Frog's are as clever as anyone can't guess. When he understand that there are predators that can eat himself. He played "dead" and camouflaged himself. Then p's didn't pay attention. But when frog went to top of the tank to breath p's attack him but the frog resist them with its large stroke legs but our most agressive p attack his leg and this was the end of the frog five of them ate it. We recommend to try this as feeder. It was enjoyable


----------



## Innes (Jan 13, 2003)

not only are you evil, but stupid to match.

Frogs contain poisens in their skin, every frog has it with toxidity ranging from mild to deadly.

I would never reccomend giving an amphibian of any kind to your piranhas to eat as it may be their last meal


----------



## maverick (Apr 17, 2003)

you are very illiterate, toxin makes the skin color become red to yellow

i am sure that nothing will happen unless the frog is too toxic

and do you think that p's dont eat frog in the wild









Don't write such FOOLISH messages if you are un experienced


----------



## Innes (Jan 13, 2003)

maverick said:


> you are very illiterate, toxin makes the skin color become red to yellow
> 
> i am sure that nothing will happen unless the frog is too toxic
> 
> ...


Yeah I have no experiance with amphibians or piranhas - that is why I keep both as pets?
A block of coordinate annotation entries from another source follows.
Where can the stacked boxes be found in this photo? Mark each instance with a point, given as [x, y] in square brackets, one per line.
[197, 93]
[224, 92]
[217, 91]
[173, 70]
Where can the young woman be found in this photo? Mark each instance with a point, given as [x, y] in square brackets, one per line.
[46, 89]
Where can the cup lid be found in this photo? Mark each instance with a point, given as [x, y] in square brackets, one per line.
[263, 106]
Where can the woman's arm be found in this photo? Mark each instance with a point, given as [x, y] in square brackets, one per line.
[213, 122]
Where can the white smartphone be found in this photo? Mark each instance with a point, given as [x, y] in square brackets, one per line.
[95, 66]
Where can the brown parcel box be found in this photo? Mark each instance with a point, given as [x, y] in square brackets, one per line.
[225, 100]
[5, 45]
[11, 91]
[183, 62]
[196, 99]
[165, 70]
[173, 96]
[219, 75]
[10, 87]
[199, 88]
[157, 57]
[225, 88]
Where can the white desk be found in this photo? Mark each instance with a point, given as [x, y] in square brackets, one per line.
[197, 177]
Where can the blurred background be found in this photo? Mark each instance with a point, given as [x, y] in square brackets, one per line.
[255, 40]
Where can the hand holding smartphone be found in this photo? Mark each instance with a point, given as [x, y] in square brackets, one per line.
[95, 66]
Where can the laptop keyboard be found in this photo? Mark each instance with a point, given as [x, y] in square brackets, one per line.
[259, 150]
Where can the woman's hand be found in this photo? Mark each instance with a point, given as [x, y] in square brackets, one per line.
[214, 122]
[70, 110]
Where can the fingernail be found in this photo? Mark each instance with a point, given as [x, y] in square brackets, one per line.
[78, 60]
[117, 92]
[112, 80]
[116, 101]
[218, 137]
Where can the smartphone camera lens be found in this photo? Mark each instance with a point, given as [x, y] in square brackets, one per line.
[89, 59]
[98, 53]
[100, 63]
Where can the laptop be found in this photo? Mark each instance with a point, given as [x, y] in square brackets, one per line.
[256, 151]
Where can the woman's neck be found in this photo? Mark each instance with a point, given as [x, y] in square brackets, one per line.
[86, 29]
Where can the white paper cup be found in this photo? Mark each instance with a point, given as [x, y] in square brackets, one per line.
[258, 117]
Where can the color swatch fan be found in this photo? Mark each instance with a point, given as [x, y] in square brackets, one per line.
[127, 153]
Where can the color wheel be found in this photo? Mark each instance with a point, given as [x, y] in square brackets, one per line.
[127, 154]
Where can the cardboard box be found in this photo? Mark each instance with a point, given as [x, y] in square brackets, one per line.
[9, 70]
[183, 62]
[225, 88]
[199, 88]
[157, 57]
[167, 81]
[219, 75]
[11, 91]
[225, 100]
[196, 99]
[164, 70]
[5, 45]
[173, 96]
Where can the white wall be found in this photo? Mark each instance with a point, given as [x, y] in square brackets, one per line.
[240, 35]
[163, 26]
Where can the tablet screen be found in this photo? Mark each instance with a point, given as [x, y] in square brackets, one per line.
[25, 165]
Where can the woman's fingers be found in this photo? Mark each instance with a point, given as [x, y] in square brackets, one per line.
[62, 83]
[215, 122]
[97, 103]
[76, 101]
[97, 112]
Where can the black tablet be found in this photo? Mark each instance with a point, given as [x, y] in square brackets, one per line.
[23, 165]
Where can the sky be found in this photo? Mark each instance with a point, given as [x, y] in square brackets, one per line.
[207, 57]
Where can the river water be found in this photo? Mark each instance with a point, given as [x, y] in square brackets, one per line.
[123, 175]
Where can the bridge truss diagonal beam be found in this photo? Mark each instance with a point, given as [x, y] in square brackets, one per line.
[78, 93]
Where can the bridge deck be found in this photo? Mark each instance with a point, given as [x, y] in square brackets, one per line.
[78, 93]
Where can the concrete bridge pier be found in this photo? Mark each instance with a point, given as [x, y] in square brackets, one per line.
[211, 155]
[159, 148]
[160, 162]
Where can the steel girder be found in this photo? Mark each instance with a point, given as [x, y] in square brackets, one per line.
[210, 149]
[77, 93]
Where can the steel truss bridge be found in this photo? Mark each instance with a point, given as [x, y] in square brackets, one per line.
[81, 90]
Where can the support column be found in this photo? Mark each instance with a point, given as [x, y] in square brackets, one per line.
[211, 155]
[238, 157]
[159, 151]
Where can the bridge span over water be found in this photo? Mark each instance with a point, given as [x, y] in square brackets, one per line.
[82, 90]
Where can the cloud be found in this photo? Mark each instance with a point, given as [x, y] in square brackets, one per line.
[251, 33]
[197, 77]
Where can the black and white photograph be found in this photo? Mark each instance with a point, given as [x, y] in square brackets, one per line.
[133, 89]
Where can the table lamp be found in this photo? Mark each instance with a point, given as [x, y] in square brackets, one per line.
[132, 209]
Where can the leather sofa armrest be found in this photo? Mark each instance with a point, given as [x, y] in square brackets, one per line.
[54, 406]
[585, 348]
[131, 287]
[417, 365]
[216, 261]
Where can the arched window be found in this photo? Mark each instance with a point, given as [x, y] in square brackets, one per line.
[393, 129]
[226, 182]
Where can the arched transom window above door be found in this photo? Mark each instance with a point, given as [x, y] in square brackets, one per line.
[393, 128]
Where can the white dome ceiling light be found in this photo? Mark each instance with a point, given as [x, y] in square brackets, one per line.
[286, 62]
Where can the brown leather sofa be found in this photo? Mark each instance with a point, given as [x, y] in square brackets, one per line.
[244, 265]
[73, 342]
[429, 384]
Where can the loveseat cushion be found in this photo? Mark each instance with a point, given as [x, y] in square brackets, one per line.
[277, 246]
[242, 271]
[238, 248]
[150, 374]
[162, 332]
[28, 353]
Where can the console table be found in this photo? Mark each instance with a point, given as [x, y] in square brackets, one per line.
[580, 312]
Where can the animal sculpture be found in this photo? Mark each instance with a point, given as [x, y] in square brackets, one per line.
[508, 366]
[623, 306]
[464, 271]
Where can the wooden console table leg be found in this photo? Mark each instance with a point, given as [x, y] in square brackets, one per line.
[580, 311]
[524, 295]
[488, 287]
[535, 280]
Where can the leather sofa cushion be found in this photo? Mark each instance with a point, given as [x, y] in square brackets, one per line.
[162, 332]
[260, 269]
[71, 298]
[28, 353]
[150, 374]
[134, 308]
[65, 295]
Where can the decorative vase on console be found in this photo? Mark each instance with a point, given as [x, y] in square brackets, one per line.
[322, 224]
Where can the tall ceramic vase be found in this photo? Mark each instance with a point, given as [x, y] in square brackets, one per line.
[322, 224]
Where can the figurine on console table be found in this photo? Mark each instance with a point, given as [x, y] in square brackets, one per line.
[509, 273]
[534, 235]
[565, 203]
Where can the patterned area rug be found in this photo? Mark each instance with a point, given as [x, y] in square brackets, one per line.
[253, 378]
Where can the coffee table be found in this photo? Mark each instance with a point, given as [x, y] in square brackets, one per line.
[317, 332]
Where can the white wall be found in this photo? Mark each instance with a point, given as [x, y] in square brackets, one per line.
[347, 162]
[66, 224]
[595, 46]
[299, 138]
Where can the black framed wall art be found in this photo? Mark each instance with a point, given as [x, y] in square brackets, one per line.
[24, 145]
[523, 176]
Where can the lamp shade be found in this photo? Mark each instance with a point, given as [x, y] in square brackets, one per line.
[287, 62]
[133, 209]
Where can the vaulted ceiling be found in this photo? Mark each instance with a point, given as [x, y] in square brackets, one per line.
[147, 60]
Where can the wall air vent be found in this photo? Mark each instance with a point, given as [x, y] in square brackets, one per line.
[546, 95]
Oh, and I can read perfectly well thank you


----------



## maverick (Apr 17, 2003)

I also want to say that most of the people here are very very very over safe, treat the piranhas like a baby( feed them 3 times a day, their diet is very important give them various types of food, dont give them feeder fish and lots of silly things like that) they are not baby they are predators. I suggest that you give your piranhas back and feed MOLLYor GUPPIES.


----------



## Innes (Jan 13, 2003)

maverick said:


> I also want to say that most of the people here are very very very over safe, treat the piranhas like a baby( feed them 3 times a day, their diet is very important give them various types of food, dont give them feeder fish and lots of silly things like that) they are not baby they are predators. I suggest that you give your piranhas back and feed MOLLYor GUPPIES.


 Yeah I'm gunna take your advice


----------



## Technium (Apr 14, 2003)

Maverick, you obviously dont understand most of the people here, what your being told is for your own good. People here dont just buy P's to have them killed and they have far more experience than anyone else, including most lfs!!!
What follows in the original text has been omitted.